Asked to describe Pough’s significance, Elliott began, “Oh, man,” which might have covered it somehow.
Yet it’s still college football with all its demanding rhythms, so picture the face in the ruthless darkness along Interstate 85, three nights after the morning light on the field. He’s driving back from Greensboro with his wife, Josie; director of operations Gerald Harrison; and Harrison’s wife, Valerie. The Bulldogs have just lost, 41-27, at North Carolina A&T at the latter’s home opener in an exhilarating setting. They have been unable to stop the run. There has been some sort of mix-up near halftime in which the Aggies might just have benefited from getting a fourth timeout.
He’s driving along in the silence, mulling “every kind of thing you can imagine,” he said.
Asked four mornings later whether losing feels the same in 2022 as in 2002, he hurriedly answers: “It’s worse. It gets worse. It gets worse now because I don’t have as many left,” and there he lets out that laugh. Soon: “And it’s just all the other stuff, and my university is kind of, sort of dependent upon us. We feel a responsibility to go out and be kind of the bell cow for the [renown] of this university. Between our group and the band — you know, our band went out and played in Indianapolis [at the Colts game] this past weekend — you know, we do a lot of goodwill for this university. Athletics, maybe in general. So you know, you just kind of feel this kind of responsibility for it all to go well, and if it doesn’t, you feel just that much more hurt.”

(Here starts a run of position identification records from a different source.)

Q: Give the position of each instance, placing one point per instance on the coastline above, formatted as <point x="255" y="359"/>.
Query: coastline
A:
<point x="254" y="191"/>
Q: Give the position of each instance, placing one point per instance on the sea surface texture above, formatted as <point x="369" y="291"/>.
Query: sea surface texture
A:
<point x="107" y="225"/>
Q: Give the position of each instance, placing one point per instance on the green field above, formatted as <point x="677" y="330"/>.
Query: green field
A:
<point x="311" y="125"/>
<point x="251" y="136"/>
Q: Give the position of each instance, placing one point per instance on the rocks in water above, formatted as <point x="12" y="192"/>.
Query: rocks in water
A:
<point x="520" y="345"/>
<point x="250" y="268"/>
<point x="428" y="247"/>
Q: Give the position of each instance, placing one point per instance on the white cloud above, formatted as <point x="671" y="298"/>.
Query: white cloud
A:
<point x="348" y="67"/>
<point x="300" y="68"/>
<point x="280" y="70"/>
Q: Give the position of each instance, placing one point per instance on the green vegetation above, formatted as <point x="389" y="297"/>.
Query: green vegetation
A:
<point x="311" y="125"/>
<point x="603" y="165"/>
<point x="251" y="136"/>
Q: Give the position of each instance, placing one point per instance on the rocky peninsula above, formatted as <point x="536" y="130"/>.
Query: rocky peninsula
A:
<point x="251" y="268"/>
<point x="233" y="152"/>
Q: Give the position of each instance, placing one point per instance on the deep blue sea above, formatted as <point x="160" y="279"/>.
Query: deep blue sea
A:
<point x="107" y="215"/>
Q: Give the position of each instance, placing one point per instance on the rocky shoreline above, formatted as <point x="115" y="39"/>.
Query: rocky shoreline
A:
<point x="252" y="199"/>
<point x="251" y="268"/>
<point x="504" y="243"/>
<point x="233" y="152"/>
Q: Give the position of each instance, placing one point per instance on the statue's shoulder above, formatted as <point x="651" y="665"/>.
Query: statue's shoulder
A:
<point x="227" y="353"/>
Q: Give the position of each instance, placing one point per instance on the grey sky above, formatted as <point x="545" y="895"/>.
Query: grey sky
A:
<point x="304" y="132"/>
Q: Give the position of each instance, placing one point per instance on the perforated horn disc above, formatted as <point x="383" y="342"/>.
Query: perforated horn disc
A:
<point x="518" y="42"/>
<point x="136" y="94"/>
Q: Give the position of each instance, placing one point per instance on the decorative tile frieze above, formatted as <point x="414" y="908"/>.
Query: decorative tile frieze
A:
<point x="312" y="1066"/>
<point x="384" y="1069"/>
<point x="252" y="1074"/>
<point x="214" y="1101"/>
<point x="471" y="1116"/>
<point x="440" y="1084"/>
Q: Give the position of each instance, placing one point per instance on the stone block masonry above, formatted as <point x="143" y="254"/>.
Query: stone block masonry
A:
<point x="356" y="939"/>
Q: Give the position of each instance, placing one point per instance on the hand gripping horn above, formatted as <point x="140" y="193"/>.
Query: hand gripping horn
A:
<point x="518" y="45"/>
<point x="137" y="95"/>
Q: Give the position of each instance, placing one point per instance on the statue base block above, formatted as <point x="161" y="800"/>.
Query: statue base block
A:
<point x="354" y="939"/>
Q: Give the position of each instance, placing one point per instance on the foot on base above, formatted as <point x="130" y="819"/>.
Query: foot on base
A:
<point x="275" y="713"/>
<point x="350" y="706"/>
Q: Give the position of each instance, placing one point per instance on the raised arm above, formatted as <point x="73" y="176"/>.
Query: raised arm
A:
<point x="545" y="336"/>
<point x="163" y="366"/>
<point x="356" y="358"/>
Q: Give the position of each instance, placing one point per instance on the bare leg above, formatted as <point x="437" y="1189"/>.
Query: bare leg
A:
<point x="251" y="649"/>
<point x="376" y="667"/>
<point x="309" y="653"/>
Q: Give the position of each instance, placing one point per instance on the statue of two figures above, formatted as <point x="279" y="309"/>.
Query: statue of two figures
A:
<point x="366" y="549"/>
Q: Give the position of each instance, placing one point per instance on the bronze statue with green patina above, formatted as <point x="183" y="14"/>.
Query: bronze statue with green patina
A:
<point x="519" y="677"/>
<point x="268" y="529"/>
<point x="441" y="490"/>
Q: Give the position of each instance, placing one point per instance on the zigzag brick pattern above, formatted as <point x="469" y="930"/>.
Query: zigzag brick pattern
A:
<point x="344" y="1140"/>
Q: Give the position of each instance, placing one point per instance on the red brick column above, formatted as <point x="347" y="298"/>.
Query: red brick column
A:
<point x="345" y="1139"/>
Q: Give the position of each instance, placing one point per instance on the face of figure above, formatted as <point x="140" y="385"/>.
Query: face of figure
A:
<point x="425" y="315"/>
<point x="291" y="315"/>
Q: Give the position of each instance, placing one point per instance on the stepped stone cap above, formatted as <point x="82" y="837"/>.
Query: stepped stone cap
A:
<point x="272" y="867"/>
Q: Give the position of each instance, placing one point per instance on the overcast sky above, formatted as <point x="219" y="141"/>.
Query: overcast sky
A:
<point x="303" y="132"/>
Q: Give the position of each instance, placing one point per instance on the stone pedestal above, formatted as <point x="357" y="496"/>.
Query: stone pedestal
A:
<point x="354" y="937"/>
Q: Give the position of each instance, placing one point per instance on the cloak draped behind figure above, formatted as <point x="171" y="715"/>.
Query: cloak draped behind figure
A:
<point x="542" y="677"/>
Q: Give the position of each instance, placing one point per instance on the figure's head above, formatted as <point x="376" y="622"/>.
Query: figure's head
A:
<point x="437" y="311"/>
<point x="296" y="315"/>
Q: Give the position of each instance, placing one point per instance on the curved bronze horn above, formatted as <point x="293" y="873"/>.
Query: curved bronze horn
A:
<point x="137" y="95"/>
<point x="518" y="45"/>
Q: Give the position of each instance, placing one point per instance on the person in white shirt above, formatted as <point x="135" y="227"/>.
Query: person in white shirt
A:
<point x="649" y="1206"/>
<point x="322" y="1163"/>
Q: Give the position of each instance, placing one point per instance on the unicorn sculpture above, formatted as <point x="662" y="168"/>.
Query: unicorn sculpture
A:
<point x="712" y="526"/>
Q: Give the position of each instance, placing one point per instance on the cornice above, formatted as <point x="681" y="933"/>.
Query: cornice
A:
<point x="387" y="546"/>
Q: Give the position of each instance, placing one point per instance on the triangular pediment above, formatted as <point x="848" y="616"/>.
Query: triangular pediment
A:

Take that lurk of hurt, then, and take it all back to Atlanta, where Jackson State (11-1) clearly would whomp South Carolina State (6-5), which once had been 1-4. Hear Jeffries say, “They were leading the cows to slaughter.” Hear Jeffries say: “They didn’t know the little school that was playing Jackson State. ‘What are you, the Tigers?’ ‘Or the Wolves?’ ‘No, we’re the Bulldogs.’ ” Picture the NFL alums of a small school with four Pro Football Hall of Famers — Marion Motley, Deacon Jones, Harry Carson, Donnie Shell — dining that week, with Carson and fellow former NFL mainstay Robert Porcher vying to pay a check.
See the slighted South Carolina State players forge their 31-10 upset romp. See a 6-foot-5 wide receiver luring NFL eyeballs, Shaquan Davis, hoard three touchdowns. See the seconds run down and the camera zoom in on that face, and know Pough rarely cries unless you count the time in 1996 he won a state title at 15-0 at Fairfield Central High.
“I couldn’t, I couldn’t believe it,” he says. “I couldn’t believe what I had just seen. I really couldn’t. I mean, I knew that we could play with them, and I thought that we had a good shot, but I didn’t see that coming,” as the dominance “added to the disbelief.”
Think of young Durant, observing that: “It was really shocking to me because I had never seen him break down like that, and it wasn’t like he was ‘breaking down.’ But I knew, This really means something to him.”
And think of Jeffries in that audience, then still a robust 84, taken back to his win over Delaware State in 1974 for his first MEAC title. “And I know how Buddy felt,” Jeffries says of that face. “It was time to cry.”
A previous version of this article misspelled the last name of a local businessman. He is Rob Hibbits, not Rob Hibbens. The article has been corrected.